Потом они уходили в лес; пахло поздней осенью, бензином, асфальтом, холодными деревьями; и они возвращались домой в сумерки; над Триумфальной аркой вспыхивало электрическое сияние, струившееся вниз по avenue Булонского леса, покрытого в этот час черным блеском автомобильных крыльев, под светом громадных, круглых фонарей, висящих на высоких столбах; и вверху, начинаясь непосредственно от автомобильных крыш, все темнел и темнел зимний воздух, сгущаясь в легкую тьму на высоте пятого или шестого этажа домов.

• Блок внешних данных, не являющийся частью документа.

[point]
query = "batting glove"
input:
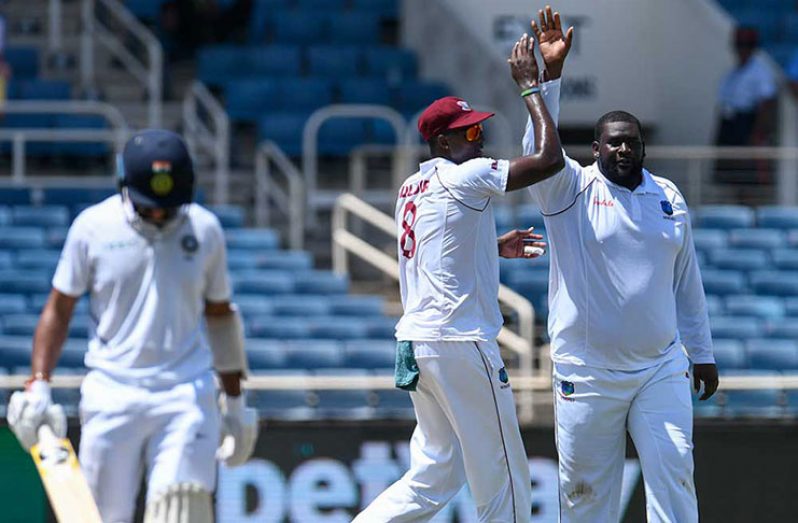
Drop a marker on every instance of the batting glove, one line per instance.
(32, 408)
(239, 430)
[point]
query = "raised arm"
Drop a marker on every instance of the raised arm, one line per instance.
(547, 158)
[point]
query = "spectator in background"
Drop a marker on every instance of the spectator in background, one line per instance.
(747, 105)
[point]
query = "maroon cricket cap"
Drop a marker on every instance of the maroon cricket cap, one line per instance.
(449, 112)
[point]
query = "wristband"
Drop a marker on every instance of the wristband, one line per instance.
(531, 90)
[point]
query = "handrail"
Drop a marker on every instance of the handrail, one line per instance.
(290, 203)
(199, 135)
(149, 75)
(311, 131)
(345, 242)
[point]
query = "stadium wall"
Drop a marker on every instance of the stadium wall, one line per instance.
(659, 60)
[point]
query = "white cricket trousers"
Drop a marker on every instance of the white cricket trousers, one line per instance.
(171, 435)
(467, 430)
(594, 409)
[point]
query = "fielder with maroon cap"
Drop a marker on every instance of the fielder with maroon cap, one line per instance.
(447, 354)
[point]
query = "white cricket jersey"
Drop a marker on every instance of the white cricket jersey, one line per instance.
(147, 294)
(448, 251)
(624, 285)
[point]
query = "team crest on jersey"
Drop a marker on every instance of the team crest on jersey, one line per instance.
(189, 243)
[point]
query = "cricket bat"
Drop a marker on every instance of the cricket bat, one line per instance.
(63, 480)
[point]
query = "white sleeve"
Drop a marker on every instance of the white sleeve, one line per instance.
(73, 271)
(217, 283)
(691, 305)
(474, 181)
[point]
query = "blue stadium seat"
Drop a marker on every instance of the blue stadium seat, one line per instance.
(391, 63)
(725, 217)
(361, 306)
(284, 129)
(262, 282)
(342, 404)
(736, 327)
(359, 27)
(45, 259)
(288, 404)
(370, 354)
(706, 240)
(785, 259)
(764, 307)
(287, 260)
(729, 354)
(415, 95)
(44, 90)
(308, 306)
(21, 238)
(278, 327)
(247, 99)
(772, 354)
(265, 354)
(757, 238)
(364, 91)
(314, 354)
(24, 61)
(786, 328)
(334, 61)
(264, 239)
(338, 136)
(775, 283)
(767, 403)
(723, 282)
(740, 259)
(777, 217)
(44, 216)
(81, 149)
(230, 216)
(321, 282)
(299, 27)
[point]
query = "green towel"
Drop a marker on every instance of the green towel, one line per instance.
(406, 370)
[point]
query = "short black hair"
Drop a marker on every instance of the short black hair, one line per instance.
(612, 117)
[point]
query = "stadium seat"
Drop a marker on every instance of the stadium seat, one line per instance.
(729, 354)
(736, 327)
(725, 217)
(334, 61)
(757, 238)
(775, 283)
(723, 282)
(785, 259)
(786, 328)
(706, 240)
(764, 307)
(739, 259)
(777, 217)
(359, 27)
(264, 239)
(370, 354)
(307, 306)
(321, 282)
(350, 404)
(314, 354)
(772, 354)
(24, 61)
(391, 63)
(44, 216)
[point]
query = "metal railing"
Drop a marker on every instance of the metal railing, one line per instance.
(215, 138)
(149, 74)
(290, 201)
(345, 242)
(116, 135)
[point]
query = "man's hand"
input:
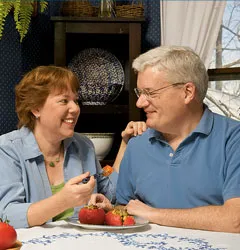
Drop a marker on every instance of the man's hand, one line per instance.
(100, 201)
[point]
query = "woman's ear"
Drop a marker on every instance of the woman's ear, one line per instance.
(189, 91)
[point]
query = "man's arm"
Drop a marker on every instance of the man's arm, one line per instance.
(225, 218)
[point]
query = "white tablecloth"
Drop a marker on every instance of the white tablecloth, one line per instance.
(61, 235)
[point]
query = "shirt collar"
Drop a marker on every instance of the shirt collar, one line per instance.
(31, 148)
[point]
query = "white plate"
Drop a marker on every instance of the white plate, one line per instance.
(140, 222)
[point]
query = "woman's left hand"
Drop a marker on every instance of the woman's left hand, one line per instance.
(100, 201)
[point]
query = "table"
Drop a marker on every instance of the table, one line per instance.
(61, 235)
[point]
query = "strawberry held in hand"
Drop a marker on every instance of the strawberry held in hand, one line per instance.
(119, 217)
(8, 235)
(91, 215)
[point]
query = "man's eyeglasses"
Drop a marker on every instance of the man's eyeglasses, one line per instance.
(149, 94)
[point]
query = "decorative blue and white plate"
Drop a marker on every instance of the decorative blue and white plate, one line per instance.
(140, 222)
(100, 74)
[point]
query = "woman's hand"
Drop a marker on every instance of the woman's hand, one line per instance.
(133, 129)
(100, 201)
(75, 193)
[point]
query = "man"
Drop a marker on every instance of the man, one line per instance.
(184, 171)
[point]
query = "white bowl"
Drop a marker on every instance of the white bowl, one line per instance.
(102, 143)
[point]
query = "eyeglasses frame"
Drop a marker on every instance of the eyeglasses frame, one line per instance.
(148, 94)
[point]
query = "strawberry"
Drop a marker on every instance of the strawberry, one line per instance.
(107, 170)
(128, 221)
(118, 217)
(113, 219)
(92, 215)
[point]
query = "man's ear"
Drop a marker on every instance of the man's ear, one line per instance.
(36, 113)
(190, 92)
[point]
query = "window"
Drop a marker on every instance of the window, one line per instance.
(223, 95)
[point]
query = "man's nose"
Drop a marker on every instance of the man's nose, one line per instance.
(142, 101)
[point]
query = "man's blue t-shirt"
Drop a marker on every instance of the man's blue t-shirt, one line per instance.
(204, 169)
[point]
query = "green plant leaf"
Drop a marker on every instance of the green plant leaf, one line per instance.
(22, 13)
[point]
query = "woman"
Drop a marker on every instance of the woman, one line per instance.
(43, 163)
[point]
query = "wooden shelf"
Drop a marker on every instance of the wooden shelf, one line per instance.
(105, 109)
(122, 36)
(223, 74)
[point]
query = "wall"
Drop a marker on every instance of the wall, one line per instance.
(37, 49)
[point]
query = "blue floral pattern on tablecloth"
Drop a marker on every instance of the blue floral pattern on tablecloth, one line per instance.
(154, 241)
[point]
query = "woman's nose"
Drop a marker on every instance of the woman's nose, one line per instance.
(74, 107)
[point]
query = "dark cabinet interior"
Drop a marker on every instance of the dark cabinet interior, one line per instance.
(121, 37)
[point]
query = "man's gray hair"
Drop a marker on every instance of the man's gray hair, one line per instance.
(181, 64)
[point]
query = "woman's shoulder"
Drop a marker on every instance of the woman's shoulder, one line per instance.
(82, 139)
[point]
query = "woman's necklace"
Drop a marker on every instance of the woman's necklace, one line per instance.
(54, 162)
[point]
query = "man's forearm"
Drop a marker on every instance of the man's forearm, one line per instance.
(213, 218)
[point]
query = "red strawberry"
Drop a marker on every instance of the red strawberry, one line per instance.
(129, 221)
(113, 219)
(91, 215)
(118, 217)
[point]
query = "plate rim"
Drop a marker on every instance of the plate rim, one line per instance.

Опять был отъезд, неожиданный, как и в прошлый раз, опять в Берлин, и Володя снова остался один; и так же, как тогда, почувствовал, что у него слишком много свободного времени. Не зная, куда себя девать, он три вечера подряд ходил в кинематограф, побывал в театре и даже пошел на балет, устроенный знаменитой балериной; она «играла» мифическую царицу, отдающуюся пленному воину. Володя не помнил точно, был ли этот воин варваром или нет, потому что в ту минуту, когда не следовало, неожиданно задремал. Балерина говорила какие-то стихи, воин, опираясь на бутафорское копье, жалобно сгибавшееся под его тяжестью, тоже отвечал ей стихами, потом вышли танцевать пять девочек в белых платьях и царица с варваром присоединились к их танцу, перестав на это время читать стихи; в общем, все было так чудовищно глупо, что у Володи от раздражения разболелась голова, и он ушел, не досидев до конца. На следующий вечер он зашел к Артуру, который сам открыл ему дверь.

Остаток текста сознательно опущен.